Faced entirely in Portland stone and benefiting from none of the chromatic enhancements of buildings further East on Cornhill, the former National Discount Company headquarters rely on plentiful but considered application of carved detail to produce a powerful decorative and architectural effect. The overall composition of this corner building is extremely simple, with a strongly lithic ground floor and three successive storeys whose ashlar surface is punctuated by very regular rows of windows until a projecting cornice is reached (above it, pedimented dormers).
Every storey, however, features decorative details that are both unique yet also stylistically consistent with the other floors. As mentioned, the ground floor sports banded rustication with a crisply rendered congealed effect. Doric columns rise from full-sized pedestals and support a simplified entablature. The arched entrances are surmounted by segmental pediments that abut the first floor and whose tympani burst forth in high-relief carving.

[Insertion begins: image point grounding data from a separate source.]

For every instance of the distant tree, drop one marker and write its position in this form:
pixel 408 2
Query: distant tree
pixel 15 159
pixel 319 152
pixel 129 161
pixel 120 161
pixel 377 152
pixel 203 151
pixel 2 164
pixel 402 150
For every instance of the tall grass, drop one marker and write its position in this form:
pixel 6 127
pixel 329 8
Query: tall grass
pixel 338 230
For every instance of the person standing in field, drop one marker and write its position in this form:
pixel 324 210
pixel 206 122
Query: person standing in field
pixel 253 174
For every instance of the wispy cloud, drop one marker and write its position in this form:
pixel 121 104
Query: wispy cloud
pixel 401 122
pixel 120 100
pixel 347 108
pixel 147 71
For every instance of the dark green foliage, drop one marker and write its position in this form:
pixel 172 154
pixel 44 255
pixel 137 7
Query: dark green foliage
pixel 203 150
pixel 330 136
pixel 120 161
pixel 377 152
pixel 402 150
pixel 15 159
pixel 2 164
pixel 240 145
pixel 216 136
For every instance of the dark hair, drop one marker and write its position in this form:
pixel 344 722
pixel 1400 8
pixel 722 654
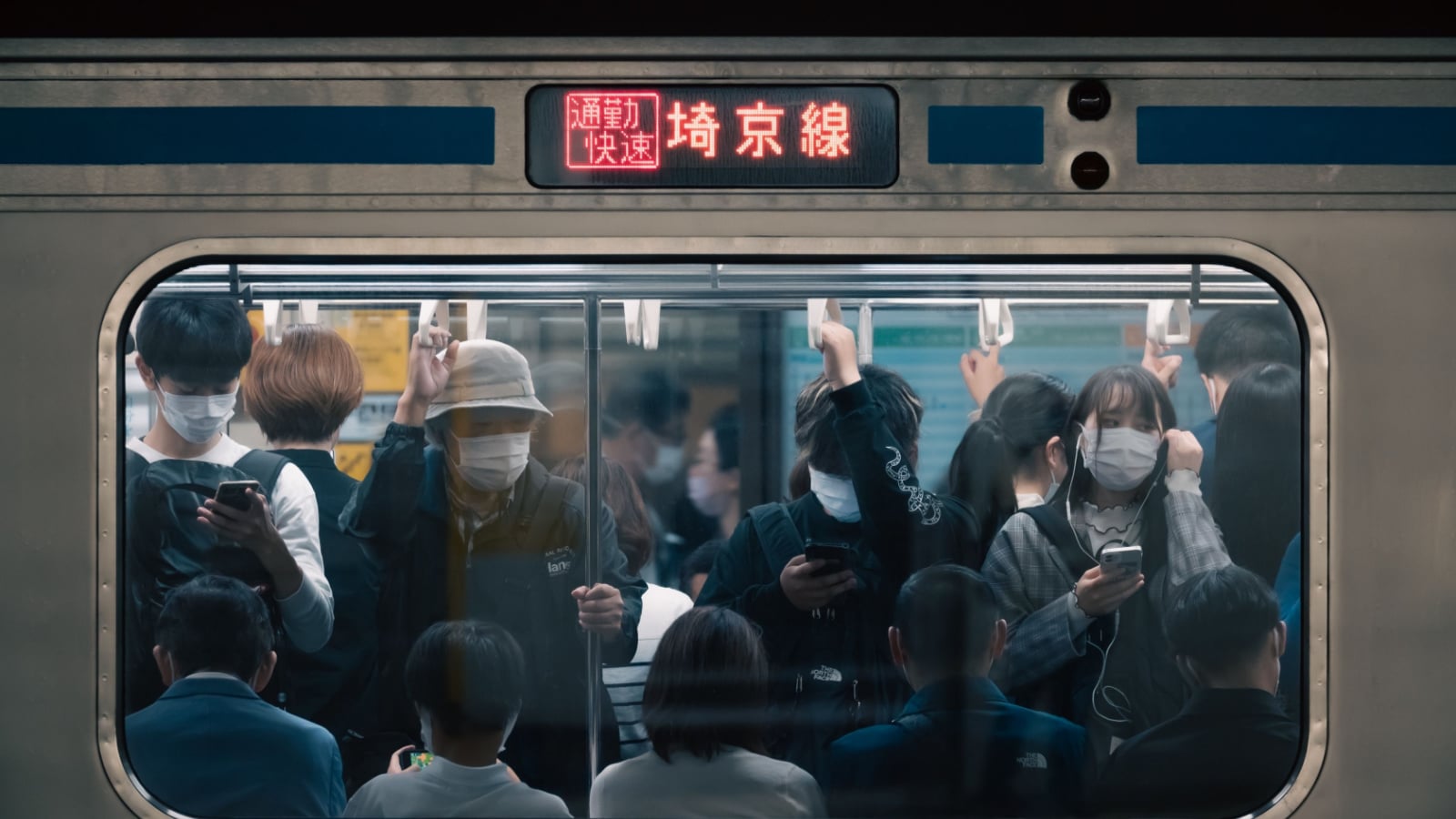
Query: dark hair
pixel 1220 618
pixel 194 341
pixel 701 561
pixel 303 389
pixel 1259 487
pixel 1108 389
pixel 814 417
pixel 650 398
pixel 946 618
pixel 216 622
pixel 725 435
pixel 470 675
pixel 621 493
pixel 1245 336
pixel 1019 417
pixel 708 685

The first-floor windows are aediculated with a fully-developed ionic order and balustrades. Scrolled consoles lead to the moulding that underlies the next story. Here the aediculation is more restrained but the following storey has particularly fine arch-and-lintel fenestration. Note too, the wealth of detailed mouldings featured in the terminating cornice.

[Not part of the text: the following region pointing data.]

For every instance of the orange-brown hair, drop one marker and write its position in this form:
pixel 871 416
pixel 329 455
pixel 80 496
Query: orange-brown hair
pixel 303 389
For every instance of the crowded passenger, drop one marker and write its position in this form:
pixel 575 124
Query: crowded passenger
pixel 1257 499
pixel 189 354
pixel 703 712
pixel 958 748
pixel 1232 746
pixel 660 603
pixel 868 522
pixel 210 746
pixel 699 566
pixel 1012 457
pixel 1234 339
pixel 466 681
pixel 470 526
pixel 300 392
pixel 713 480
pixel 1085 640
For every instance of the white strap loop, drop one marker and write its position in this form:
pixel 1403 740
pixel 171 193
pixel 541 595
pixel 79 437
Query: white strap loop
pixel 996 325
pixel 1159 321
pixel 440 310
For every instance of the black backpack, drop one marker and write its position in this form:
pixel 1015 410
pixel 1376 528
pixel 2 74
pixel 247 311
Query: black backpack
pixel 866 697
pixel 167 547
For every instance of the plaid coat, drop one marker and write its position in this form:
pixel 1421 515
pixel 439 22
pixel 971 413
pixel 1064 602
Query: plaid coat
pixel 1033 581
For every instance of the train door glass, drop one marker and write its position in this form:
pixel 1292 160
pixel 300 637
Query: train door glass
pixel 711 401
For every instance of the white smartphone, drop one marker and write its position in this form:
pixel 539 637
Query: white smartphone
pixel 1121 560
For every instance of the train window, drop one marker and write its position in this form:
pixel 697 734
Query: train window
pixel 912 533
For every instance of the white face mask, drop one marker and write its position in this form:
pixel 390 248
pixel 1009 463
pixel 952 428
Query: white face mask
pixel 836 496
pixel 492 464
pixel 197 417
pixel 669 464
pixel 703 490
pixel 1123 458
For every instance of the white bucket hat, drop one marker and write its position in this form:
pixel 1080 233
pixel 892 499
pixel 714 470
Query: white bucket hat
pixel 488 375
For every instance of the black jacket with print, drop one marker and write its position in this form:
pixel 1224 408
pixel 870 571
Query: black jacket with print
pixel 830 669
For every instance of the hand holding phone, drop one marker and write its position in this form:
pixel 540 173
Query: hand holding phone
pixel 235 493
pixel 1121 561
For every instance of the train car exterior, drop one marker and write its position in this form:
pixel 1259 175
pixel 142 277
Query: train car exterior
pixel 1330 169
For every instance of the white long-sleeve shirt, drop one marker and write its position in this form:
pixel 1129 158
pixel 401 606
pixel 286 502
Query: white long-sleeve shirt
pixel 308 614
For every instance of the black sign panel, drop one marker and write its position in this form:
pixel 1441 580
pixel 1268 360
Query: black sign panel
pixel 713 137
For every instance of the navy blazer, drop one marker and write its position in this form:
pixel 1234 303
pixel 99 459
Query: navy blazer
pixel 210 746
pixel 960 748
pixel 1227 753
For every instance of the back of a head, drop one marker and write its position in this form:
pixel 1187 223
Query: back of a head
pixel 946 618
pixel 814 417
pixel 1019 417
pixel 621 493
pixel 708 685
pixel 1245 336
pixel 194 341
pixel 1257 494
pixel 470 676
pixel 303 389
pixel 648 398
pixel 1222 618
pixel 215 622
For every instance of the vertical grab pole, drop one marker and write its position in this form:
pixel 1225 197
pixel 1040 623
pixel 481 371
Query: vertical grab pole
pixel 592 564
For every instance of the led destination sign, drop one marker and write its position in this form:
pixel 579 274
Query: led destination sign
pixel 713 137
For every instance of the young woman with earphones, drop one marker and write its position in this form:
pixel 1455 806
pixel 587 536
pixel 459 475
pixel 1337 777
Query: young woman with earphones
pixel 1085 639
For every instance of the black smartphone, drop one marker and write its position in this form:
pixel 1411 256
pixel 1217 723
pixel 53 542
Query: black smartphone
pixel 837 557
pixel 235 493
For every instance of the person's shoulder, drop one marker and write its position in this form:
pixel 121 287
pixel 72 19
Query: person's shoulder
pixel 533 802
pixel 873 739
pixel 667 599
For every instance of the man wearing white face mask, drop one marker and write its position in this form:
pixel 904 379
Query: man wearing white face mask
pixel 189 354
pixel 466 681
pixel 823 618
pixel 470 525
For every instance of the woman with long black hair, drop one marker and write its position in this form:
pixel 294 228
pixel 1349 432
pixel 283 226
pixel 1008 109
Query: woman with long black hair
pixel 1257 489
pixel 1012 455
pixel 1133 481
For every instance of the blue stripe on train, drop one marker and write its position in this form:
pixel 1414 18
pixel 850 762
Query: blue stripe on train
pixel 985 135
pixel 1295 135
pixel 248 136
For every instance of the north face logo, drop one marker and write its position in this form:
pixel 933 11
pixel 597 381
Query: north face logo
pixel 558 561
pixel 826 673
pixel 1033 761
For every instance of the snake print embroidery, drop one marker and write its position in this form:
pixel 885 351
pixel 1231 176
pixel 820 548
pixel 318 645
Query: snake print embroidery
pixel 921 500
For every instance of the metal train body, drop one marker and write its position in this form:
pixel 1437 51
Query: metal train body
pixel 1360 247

Given its period of construction, this is a more ornate classical building than many and perhaps, as some historians state, it was meant to suggest solidity in what was, at that time, the relatively new phenomenon of joint stock financial houses.

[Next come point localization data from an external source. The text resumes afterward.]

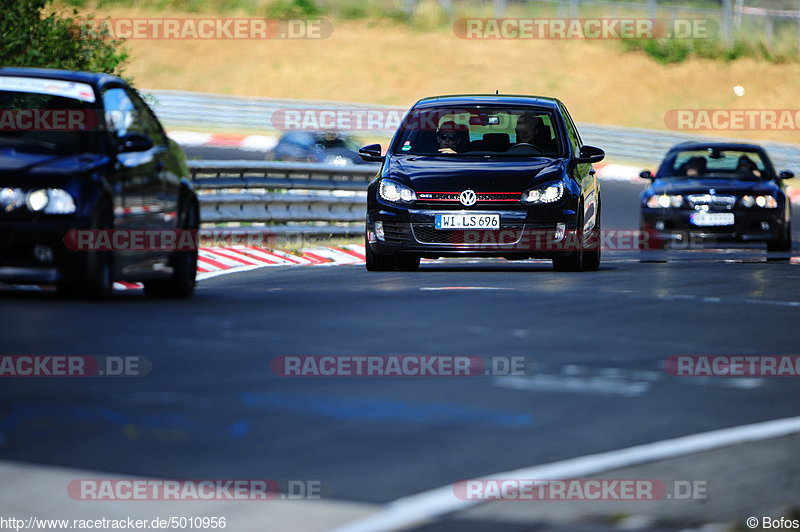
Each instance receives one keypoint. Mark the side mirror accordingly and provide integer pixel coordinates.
(134, 142)
(371, 153)
(590, 154)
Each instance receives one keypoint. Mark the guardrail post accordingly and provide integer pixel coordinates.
(727, 20)
(499, 8)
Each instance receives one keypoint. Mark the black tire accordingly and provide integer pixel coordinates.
(184, 264)
(378, 263)
(572, 261)
(784, 243)
(592, 255)
(93, 278)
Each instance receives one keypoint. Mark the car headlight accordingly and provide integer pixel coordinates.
(395, 192)
(11, 199)
(50, 201)
(36, 200)
(61, 202)
(549, 193)
(766, 202)
(665, 201)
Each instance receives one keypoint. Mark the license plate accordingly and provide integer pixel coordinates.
(706, 219)
(467, 221)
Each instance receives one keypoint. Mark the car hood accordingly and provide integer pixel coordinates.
(702, 186)
(446, 174)
(20, 163)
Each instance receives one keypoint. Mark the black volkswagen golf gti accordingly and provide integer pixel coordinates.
(83, 152)
(484, 176)
(716, 193)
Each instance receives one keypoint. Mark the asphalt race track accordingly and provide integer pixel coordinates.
(595, 342)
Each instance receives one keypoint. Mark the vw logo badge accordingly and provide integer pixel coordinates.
(468, 198)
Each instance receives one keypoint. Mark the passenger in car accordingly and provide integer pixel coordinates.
(695, 166)
(452, 137)
(747, 167)
(530, 129)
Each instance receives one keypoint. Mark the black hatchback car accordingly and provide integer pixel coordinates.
(716, 193)
(487, 176)
(82, 151)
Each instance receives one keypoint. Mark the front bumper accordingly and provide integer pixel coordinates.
(520, 235)
(33, 251)
(674, 225)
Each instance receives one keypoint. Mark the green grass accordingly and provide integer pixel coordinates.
(752, 39)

The National Discount Company Ltd was established in 1856 and was the second joint stock discount house, after the ill-fated Overend Gurney (founded 1800). The bankruptcy of Overend Gurney sank many private-partner discount houses but not the national Discount Co., which grew, by the 1860s, to be the largest such company. Though overtaken by the merged Union Discount Company in the late 1880s, it remained the second-largest discount house, buying Cunliffe and Fowler in 1877 and being, in turn, taken over by Gerrard and Reid in 1969 to become Gerrard & National. It was later absorbed by Old Mutual and then the Barclays group. The offices at 35 Cornhill were in use by National Discount for over a century; from two years after its inception to 1970, just after the Gerrard take-over.